As I listened to more and more of The Best Show, the more I discovered that the “Newbridge” calls referenced one another. What seemed like just hilarious fake phone calls were actually an intricate, interlaced mythology. I would listen to a show from 2004 and learn that what seemed like a non sequitur in a newer show was actually a reference to
earlier tales. Like when callers threaten to “barge” Tom, or a caller refers to a Newbridge locale like The Pleasure Tent or Muffler Row.

Or various names that are tossed out offhand, like “local songwriter” Ronald Thomas Clontle, who penned the immortal song “Rock n’ Roll Dreams Will Come Through”–which in turn was given a stirring cover rendition by Ted Leo during the WFMU pledge drive in 2007.

And then I realized the The Best Show offers obsessives like myself what they really want: a complete universe to delve into, something they can explore forever looking for a Truth that is completely impossible to discover. It provides the same Endless World found by Dylan fans who pore over the Basement Tapes, or Dead fans who have to collect every live set. Except The Best Show doesn’t take itself nearly as seriously. And there’s more death threats.

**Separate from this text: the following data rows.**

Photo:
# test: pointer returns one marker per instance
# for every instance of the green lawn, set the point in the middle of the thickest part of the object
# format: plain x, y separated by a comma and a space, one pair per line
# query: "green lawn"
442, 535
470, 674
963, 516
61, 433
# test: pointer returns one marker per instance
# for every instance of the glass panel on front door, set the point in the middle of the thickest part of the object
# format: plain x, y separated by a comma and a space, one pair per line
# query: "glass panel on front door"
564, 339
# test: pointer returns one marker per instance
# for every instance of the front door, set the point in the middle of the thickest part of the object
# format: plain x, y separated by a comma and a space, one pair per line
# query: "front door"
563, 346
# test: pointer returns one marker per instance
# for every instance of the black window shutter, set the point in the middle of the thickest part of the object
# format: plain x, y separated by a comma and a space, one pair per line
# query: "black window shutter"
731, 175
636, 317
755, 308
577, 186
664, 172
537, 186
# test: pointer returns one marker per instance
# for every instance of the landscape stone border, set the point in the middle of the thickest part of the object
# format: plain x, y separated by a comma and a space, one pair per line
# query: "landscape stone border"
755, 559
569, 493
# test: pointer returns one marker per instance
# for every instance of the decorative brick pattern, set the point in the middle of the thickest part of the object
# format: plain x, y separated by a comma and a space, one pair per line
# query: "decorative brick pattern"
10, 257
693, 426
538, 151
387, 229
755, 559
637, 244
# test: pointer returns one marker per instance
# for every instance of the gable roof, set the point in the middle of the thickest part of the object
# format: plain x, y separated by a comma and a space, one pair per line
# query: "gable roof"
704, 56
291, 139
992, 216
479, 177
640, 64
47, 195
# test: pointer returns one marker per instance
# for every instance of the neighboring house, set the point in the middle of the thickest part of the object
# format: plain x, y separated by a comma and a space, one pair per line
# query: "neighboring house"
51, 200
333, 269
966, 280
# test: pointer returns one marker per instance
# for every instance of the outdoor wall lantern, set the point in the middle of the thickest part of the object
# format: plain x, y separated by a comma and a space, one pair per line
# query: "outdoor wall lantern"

These words don’t do the show justice. So I’ll let The Best Show speak for itself. Here’s one of my favorite bits, from way back in August 2001. (That’s how deep I’m into this thing; I’m listening to 7-year-old shows. If you see me, notify the local authorities.)

Tom got a call from Augie Richards, proprietor of Ye Olde Burger Barn. Augie tells Tom that his restaurant/bar hosts a weekly Best Show Night, and they’d love to have him do a remote. Tom sounds interested, until Augie reveals the details of his establishment’s fearsome Burger Butler–not to mention their even more frightening prices.

If you dug that–and if you didn’t, I don’t know if there’s any hope for you–I humbly suggest you go to the Best Show Archives and pick a show to listen to. Any show will do. Or you could subscribe to the Best Show podcast via iTunes (it’s this new music application you may have heard of).

If all of this tickles your fancy, you may be interested in the Scharpling/Wurster Best of the Best Show CDs, also available from the newfangled iTunes whatchihoozit. If you’re strapped for cash and can only purchase one or two albums, I humbly suggest “New Hope for the Ape Eared” and/or “Hippy Justice”.

I guarantee this show will take over your life and invade your soul. Or, barring that, just make you laugh a lot. The soul-destroying stuff is just an added bonus.